Pak Hakim : "Selamat pagi!"

Setelah itu prosesi sidang dimulai.

Pak Hakim meminta Lera duduk di depan. Kemudian beberapa pertanyaan diarahkan pada Lera.

Dan sekitar setengah jam berlangsung, satu pertanyaan dari Pak Hakim mem buat Lera kelabakan dan merasa terjebak.

Pak Hakim : "Lera, bagaimana bapak anda bisa tau bahwa Fiko sedang ada Kontrak Job dengan Hotel Ds, dan juga semua nama para pegawai penting di hotel tersebut, sekaligus Nomor telepone mereka anya dalam waktu yang sangat singkat?"

Lera : "Dari Fiko pak!"

Pak Hakim : "Lera kemarin bicara bahwa tidak pernah ketemu maupun telepone dengan Fiko. Jafi bagaimana mungkin anda bicara itu semua dari Fiko?!"

Lera : "Dari Hp'nya Fiko pak!"

Pak Hakim : "Bagaimana bisa dapat dari Hp'nya Fiko? Fiko saat itu kan di luar kota, sedangkan kamu tidak ada bersama Fiko!"

Lera : "Hp'nya kan dipaketkan kepada saya pak!"

Pak Hakim : "Mmm, begitu!"

Lalu...

Pak Hakim : "Saudara Fiko... benarkah Hp anda kirimkan pada Lera?"

Fiko : " Benar pak!"

Pak Hakim : " Kenapa anda kirimkan Hp anda? Bukankah Hp'mu juga berisi data-data penting pribadimu?!"

Fiko : "Saya saat itu tidakbmikir tentang data pribadi pak.
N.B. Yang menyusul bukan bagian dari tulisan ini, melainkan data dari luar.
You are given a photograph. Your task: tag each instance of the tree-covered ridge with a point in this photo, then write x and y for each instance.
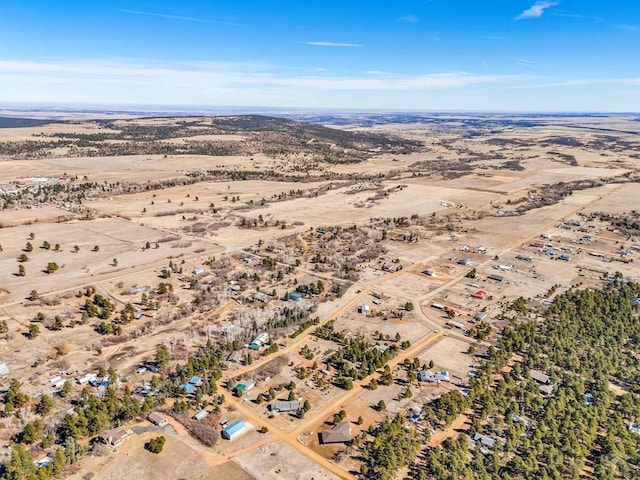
(586, 341)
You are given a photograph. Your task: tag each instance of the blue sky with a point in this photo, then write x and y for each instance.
(513, 55)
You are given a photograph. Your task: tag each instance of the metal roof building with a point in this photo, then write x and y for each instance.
(284, 406)
(235, 429)
(201, 414)
(187, 388)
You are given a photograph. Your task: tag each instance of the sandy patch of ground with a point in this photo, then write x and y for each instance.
(278, 461)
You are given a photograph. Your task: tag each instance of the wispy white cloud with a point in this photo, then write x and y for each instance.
(407, 19)
(628, 27)
(526, 63)
(536, 10)
(125, 78)
(630, 81)
(177, 17)
(334, 44)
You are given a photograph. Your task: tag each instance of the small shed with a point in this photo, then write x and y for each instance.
(235, 429)
(540, 377)
(480, 316)
(245, 385)
(364, 308)
(200, 414)
(282, 406)
(187, 388)
(113, 438)
(295, 296)
(485, 441)
(157, 419)
(235, 357)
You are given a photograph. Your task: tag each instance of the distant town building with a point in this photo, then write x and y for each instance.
(427, 376)
(113, 438)
(259, 341)
(282, 406)
(157, 419)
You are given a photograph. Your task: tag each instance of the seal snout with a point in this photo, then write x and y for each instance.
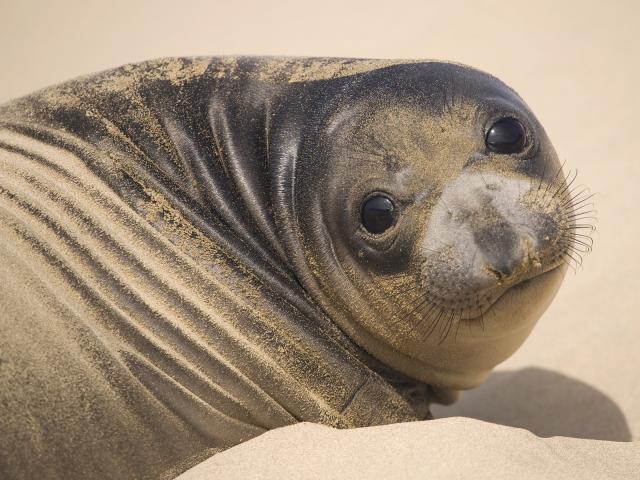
(482, 239)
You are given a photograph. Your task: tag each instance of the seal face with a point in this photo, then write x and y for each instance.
(433, 223)
(213, 247)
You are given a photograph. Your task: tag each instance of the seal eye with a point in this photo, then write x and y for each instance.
(377, 214)
(506, 136)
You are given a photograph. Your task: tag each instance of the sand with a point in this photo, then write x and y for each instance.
(576, 64)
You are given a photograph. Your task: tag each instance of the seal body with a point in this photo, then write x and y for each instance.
(183, 263)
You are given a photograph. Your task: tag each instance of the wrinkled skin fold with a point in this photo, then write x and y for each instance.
(182, 265)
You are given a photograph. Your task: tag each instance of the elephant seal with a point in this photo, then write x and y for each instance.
(197, 250)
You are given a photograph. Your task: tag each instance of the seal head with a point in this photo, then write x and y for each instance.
(429, 216)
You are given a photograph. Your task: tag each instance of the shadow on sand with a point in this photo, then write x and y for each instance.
(543, 402)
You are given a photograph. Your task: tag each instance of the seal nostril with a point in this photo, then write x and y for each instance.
(500, 276)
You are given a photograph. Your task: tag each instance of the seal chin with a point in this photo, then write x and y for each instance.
(467, 356)
(495, 335)
(469, 312)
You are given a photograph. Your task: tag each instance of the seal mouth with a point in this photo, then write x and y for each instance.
(517, 286)
(474, 307)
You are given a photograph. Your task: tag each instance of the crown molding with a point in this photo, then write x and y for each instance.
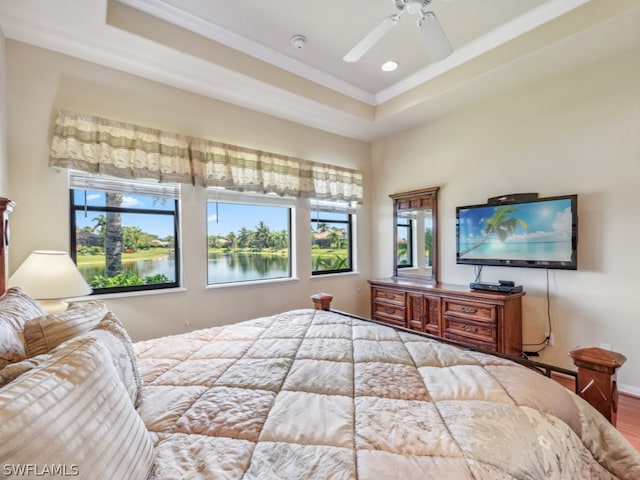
(114, 48)
(501, 35)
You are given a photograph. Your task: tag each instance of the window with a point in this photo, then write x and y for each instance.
(248, 237)
(404, 241)
(331, 237)
(124, 234)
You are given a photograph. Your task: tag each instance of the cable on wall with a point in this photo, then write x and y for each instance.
(545, 342)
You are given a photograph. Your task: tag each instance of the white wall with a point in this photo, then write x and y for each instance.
(41, 82)
(578, 133)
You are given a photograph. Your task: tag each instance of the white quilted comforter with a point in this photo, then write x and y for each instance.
(316, 395)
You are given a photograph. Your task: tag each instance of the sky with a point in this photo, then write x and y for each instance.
(546, 220)
(160, 225)
(231, 217)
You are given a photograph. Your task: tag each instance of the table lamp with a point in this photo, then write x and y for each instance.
(50, 276)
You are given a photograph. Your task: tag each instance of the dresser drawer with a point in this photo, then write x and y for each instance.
(389, 296)
(390, 313)
(489, 346)
(470, 311)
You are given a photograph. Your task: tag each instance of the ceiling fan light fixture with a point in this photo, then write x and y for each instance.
(435, 39)
(389, 66)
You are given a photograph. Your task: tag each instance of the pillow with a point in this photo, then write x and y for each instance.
(73, 410)
(46, 332)
(16, 308)
(13, 370)
(115, 338)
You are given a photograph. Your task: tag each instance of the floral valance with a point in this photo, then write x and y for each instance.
(98, 145)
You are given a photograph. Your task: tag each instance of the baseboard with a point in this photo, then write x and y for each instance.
(629, 390)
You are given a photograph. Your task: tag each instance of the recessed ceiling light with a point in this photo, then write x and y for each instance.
(389, 66)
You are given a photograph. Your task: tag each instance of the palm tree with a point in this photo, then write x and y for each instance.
(335, 235)
(244, 237)
(500, 224)
(113, 236)
(261, 235)
(101, 224)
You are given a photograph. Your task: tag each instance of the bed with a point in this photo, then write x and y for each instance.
(304, 394)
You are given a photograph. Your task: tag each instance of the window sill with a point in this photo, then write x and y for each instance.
(107, 296)
(336, 274)
(252, 283)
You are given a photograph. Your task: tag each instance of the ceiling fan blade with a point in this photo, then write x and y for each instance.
(371, 39)
(435, 39)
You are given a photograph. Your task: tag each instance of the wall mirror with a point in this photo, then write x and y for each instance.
(415, 246)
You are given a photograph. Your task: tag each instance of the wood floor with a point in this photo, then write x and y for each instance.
(628, 421)
(629, 418)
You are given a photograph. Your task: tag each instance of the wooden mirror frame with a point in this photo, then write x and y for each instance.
(417, 200)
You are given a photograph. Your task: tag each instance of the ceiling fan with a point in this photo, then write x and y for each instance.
(435, 39)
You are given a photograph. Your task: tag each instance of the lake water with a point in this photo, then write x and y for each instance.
(559, 251)
(243, 267)
(222, 267)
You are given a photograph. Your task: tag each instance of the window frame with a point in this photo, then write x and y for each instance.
(318, 208)
(90, 186)
(220, 195)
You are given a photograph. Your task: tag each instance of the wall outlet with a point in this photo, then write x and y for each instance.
(549, 336)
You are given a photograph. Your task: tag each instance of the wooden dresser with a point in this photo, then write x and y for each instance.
(488, 320)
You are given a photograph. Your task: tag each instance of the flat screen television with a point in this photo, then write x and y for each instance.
(539, 233)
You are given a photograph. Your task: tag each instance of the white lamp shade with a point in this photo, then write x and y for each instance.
(49, 275)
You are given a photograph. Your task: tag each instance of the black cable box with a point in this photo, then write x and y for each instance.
(495, 287)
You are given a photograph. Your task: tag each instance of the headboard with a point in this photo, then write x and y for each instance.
(6, 206)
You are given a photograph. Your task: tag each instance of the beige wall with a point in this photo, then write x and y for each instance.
(578, 133)
(41, 82)
(4, 161)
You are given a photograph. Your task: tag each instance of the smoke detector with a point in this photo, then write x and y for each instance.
(298, 41)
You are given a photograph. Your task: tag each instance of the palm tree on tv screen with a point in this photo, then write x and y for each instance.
(501, 224)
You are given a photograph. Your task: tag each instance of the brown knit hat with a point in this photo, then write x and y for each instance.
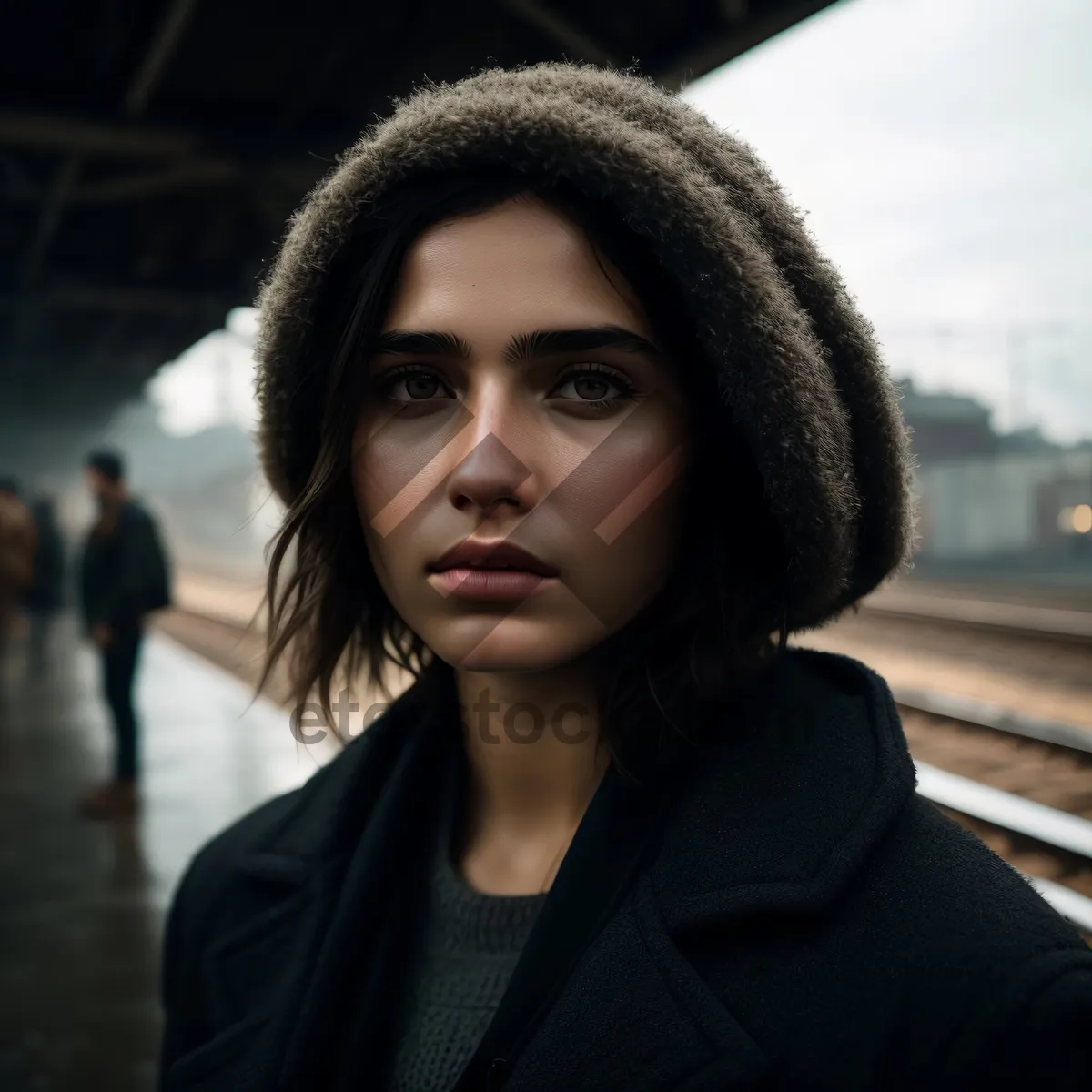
(797, 366)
Saya tersinggung dan sangat jengkel karena dia datang ke rumah saya, lalu marah-marah pada ibu saya, dan sempat ngungkit-ngungkit bahwa Hp itu pemberian dia!"
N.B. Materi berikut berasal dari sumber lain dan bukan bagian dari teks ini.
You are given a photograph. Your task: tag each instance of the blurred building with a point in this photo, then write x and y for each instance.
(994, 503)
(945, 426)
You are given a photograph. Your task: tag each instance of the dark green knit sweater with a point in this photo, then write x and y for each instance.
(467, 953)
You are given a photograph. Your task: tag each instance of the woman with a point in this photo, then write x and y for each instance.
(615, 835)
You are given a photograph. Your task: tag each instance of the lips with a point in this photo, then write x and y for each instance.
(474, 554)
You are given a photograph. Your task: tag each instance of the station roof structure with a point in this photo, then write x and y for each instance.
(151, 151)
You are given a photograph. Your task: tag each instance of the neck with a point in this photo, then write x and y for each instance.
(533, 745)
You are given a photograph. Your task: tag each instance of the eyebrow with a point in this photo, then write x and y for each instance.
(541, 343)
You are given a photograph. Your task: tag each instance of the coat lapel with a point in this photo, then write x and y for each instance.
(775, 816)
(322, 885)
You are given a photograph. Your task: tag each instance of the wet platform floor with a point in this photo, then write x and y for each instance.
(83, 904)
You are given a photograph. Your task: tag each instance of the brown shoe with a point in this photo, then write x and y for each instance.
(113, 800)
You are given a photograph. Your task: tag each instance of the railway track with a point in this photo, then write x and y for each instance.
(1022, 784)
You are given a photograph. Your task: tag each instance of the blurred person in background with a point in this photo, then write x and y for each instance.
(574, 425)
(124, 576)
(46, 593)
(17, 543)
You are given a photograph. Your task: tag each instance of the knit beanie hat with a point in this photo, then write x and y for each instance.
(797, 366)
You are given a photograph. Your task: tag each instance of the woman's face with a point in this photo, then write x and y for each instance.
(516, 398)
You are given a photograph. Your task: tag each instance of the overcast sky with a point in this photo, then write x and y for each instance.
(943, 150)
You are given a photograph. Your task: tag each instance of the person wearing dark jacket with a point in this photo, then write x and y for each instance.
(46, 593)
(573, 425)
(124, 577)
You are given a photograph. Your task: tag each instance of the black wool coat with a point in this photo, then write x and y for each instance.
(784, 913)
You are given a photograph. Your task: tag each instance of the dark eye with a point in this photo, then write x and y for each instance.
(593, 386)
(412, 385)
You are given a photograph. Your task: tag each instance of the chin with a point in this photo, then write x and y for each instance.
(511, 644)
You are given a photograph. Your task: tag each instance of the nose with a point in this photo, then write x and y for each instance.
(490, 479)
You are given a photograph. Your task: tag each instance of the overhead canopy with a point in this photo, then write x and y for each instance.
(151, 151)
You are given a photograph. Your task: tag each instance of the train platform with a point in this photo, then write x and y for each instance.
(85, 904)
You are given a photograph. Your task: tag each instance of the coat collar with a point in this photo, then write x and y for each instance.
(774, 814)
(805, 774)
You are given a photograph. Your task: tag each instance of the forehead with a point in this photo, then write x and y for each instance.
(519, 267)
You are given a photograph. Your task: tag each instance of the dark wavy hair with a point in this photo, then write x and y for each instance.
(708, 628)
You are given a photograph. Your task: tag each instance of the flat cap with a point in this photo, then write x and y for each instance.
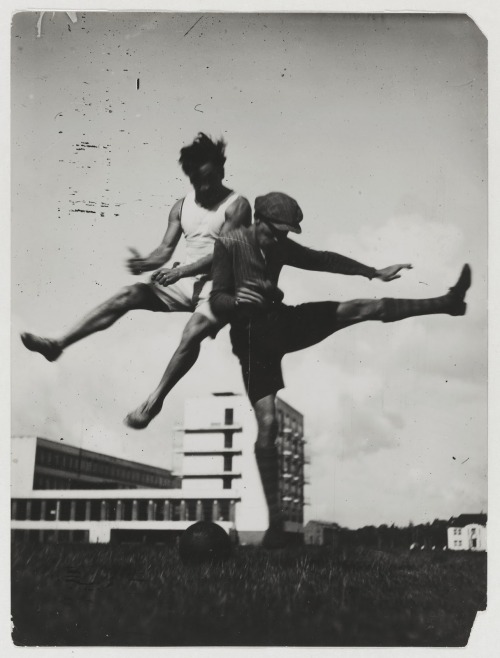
(280, 210)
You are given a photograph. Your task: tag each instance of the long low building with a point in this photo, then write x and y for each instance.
(63, 493)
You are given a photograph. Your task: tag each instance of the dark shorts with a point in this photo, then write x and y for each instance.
(261, 343)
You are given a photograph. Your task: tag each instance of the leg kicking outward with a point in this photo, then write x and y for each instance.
(206, 212)
(246, 267)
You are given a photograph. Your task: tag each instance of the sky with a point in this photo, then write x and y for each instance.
(376, 124)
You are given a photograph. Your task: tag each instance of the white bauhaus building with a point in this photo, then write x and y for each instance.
(467, 532)
(64, 493)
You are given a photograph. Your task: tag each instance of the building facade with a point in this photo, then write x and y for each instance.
(39, 463)
(219, 434)
(467, 532)
(322, 533)
(63, 493)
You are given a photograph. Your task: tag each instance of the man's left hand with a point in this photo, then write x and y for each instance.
(392, 272)
(166, 276)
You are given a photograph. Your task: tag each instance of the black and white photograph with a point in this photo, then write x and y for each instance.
(249, 328)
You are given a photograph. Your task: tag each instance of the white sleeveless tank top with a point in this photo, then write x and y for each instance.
(201, 226)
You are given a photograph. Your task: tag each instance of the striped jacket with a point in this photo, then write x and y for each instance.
(239, 261)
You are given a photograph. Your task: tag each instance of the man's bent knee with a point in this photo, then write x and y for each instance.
(196, 330)
(136, 296)
(267, 425)
(361, 310)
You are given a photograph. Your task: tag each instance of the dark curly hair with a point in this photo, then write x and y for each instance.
(201, 151)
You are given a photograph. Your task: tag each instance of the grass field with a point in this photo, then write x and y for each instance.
(137, 595)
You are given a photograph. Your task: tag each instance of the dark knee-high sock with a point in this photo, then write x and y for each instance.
(398, 309)
(452, 303)
(268, 465)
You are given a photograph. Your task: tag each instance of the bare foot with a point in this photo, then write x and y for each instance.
(47, 347)
(458, 291)
(143, 415)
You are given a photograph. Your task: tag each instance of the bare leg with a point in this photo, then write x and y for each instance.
(266, 455)
(183, 359)
(137, 296)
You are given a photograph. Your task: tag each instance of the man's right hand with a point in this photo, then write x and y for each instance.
(136, 264)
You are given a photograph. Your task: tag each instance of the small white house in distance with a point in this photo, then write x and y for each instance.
(467, 532)
(321, 533)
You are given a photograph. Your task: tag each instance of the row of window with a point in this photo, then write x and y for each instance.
(122, 510)
(96, 467)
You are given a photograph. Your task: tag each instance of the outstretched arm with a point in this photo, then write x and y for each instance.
(238, 214)
(162, 253)
(328, 261)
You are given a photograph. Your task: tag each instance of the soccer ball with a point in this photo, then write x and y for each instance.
(204, 542)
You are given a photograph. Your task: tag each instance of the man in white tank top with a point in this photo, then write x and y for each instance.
(206, 212)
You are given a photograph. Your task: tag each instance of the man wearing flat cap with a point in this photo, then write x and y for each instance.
(246, 267)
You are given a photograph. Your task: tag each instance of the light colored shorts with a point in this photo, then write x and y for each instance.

Pak Hakim : "Lera, benarkah Hp Fiko itu pemberian dari mu?"

Lera : "Benar pak!"

Pak Hakim : "Kenapa anda mengungkit hal itu pada ibunya?"
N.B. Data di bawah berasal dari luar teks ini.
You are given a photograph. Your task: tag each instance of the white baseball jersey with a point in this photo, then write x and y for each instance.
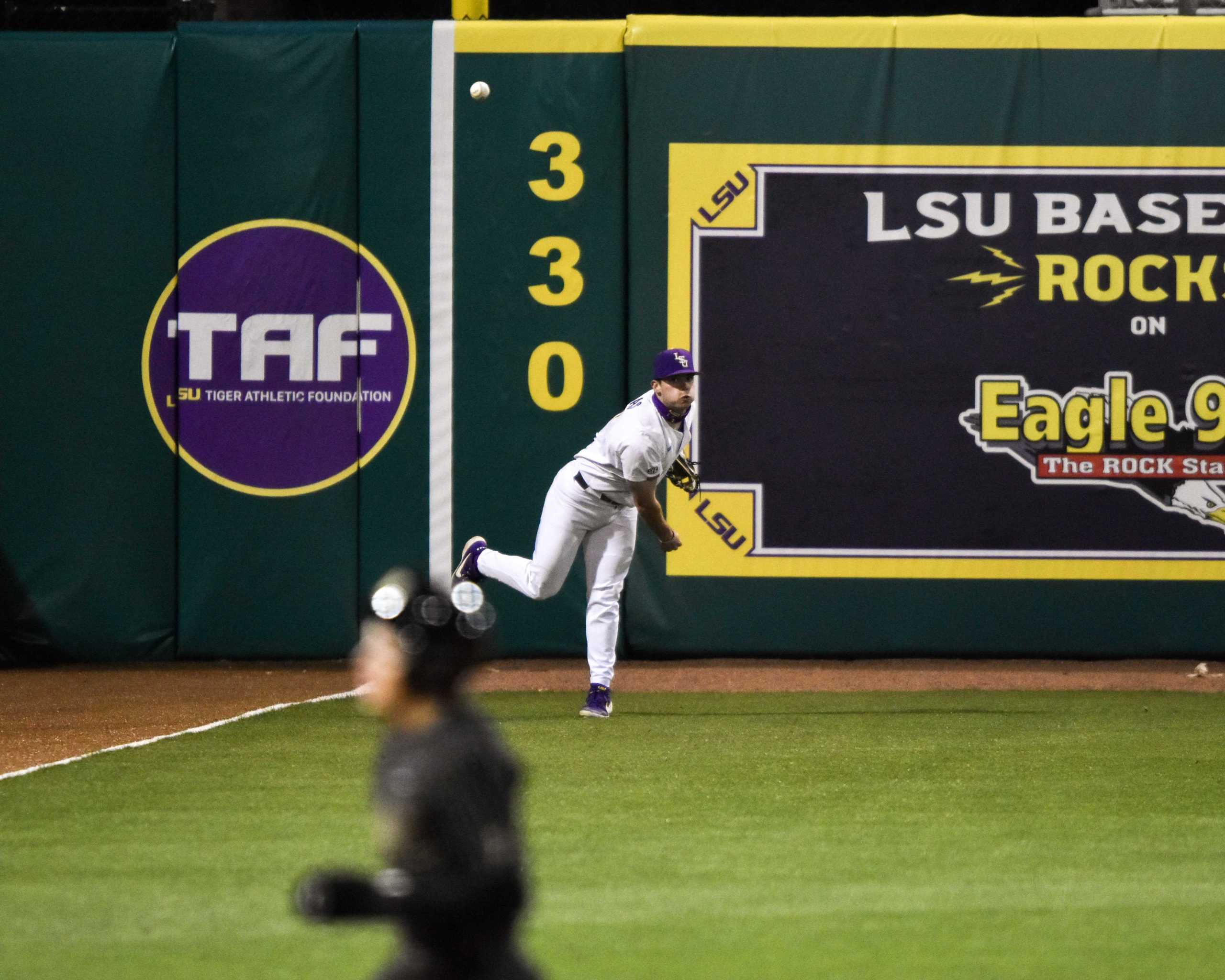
(637, 445)
(634, 446)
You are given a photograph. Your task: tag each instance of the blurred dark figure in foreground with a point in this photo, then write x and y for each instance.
(445, 794)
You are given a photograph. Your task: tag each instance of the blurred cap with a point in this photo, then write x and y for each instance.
(675, 360)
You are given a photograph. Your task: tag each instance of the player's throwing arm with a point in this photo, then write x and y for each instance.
(594, 502)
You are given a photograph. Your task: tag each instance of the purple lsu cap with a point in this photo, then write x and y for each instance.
(675, 360)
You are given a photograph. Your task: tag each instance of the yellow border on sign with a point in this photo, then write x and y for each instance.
(157, 313)
(697, 169)
(539, 37)
(958, 31)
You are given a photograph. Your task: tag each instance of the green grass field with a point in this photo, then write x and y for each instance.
(720, 836)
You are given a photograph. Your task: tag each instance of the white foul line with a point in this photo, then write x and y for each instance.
(177, 734)
(443, 92)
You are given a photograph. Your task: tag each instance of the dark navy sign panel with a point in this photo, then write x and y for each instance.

Lera : "Saya jengkel karena tidak mau telepone, dan kalau ditelpon tidak pernah diangkat!"

Terdengar seluruh audiens tertawa...

"Uuuuh....!"

Prosesi hari itu berjalan cukup lancar, dan di tengah-tengah jalannya persidangan ada satu hal yang mengejutkan Fiko dan temannya, saat Jaksa membacakan satu tuntutan lagi, bahwa Lera telah membayar seseorang untuk menganiaya Fiko.

Lebih terkejut lagi, ketika disebutkan pelaku bernama Agam.

Pak Hakim : "Saudari Lera... benarkah seorang yang bernama Agam melakukan penusukan terhadap Fiko adalah atas perintah anda?"

Sambil menangis Lera menjawab...

"Maaf pak... ituu.... (terhenti)

Pak Hakim : "Tolong bicara jangan sambil nangis. Lanjutkan... Itu apa?"

Lera : "Itu benar pak!"

"Huuuhh,... preman wanita!" Audiens menyoraki lagi.